Invertir en uniformes antifluido de calidad es solo el primer paso. El cuidado adecuado es lo que determinará si tus prendas mantienen sus propiedades protectoras durante meses o años. Aquí te compartimos los mejores consejos para su mantenimiento.
Temperatura de lavado
Lava tus uniformes a una temperatura máxima de 40°C. El agua caliente puede deteriorar la membrana repelente de fluidos.
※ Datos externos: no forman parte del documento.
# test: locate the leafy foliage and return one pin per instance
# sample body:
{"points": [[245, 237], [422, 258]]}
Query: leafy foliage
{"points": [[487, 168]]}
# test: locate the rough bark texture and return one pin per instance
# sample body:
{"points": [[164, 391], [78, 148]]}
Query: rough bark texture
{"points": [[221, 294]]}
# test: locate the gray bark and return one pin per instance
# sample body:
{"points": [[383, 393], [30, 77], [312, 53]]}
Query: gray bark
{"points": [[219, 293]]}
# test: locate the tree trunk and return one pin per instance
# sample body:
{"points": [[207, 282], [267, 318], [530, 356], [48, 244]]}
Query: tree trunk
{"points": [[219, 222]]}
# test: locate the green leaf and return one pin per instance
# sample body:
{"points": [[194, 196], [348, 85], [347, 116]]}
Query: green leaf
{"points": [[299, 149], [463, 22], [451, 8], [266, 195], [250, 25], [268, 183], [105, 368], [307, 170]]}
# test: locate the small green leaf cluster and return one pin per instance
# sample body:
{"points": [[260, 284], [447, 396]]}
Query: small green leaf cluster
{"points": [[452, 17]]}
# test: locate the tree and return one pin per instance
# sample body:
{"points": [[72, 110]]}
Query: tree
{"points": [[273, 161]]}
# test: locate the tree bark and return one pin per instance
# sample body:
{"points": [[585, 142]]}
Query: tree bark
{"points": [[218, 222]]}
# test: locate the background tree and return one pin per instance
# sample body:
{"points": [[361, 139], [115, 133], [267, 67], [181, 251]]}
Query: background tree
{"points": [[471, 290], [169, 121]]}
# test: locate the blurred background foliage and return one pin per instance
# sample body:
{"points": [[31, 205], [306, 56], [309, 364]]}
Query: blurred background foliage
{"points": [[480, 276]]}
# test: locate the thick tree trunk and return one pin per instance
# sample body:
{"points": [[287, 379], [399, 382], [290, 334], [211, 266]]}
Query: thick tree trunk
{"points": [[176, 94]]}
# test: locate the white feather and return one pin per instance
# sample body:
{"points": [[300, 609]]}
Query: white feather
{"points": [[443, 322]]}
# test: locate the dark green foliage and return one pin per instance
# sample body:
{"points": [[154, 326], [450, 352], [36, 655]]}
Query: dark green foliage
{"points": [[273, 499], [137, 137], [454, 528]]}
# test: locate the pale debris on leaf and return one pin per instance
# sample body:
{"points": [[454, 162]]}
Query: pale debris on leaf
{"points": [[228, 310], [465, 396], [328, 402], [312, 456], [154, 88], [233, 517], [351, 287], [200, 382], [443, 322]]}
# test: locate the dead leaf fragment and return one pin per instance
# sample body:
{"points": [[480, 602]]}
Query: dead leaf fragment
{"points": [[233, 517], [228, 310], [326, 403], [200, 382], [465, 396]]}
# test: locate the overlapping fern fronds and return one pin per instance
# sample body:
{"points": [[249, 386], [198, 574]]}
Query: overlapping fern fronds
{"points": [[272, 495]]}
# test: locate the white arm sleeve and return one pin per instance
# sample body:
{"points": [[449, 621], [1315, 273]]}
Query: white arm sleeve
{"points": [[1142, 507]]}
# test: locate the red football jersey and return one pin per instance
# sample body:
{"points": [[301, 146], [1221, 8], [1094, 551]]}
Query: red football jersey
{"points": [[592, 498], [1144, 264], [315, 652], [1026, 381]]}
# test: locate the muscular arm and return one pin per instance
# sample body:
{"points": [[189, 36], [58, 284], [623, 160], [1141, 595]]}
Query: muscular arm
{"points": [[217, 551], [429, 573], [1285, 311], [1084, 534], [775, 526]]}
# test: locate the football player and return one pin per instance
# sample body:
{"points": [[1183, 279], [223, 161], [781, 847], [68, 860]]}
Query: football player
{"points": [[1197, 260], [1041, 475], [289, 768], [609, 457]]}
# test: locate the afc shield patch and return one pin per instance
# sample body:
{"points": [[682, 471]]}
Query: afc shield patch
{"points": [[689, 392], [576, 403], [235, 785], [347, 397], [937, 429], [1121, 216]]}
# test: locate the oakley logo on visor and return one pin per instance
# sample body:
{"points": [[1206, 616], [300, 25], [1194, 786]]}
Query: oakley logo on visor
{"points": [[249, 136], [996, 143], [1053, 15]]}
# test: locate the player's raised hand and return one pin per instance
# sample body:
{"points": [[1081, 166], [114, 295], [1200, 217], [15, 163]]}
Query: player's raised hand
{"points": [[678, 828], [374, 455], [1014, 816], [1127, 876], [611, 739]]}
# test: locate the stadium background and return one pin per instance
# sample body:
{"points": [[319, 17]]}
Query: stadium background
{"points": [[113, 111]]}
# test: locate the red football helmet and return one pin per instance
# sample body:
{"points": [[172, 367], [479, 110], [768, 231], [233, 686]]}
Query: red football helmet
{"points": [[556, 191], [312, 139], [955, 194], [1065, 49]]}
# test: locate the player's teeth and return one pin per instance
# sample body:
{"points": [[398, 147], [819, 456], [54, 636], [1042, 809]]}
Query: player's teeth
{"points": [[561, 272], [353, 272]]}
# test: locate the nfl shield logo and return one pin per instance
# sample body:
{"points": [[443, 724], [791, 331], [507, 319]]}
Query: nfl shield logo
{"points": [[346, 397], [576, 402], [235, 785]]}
Si la prenda estuvo en contacto con fluidos biológicos, utiliza un ciclo de pre-lavado con desinfectante hospitalario antes del lavado principal.
Detergentes recomendados
Utiliza detergentes neutros o enzimáticos. Evita los suavizantes, ya que dejan una capa cerosa sobre las fibras que anula la propiedad antifluido. Tampoco uses blanqueadores con cloro concentrado en la tela de color.
Secado correcto
El secado al aire libre es ideal. Si usas secadora, hazlo a temperatura baja o media. El calor excesivo puede encoger las fibras de elastano presentes en las telas stretch.
Planchado
La mayoría de nuestras casacas antifluido tienen un acabado anti-arrugas que minimiza la necesidad de planchado. Si es necesario, usa temperatura media sin vapor directo.
¿Cuándo reemplazar un uniforme?
Reemplaza la prenda cuando notes que los líquidos ya no se deslizan sobre la tela o cuando existan desgarres en costuras. Con un cuidado adecuado, nuestros uniformes duran más de 200 ciclos de lavado industrial.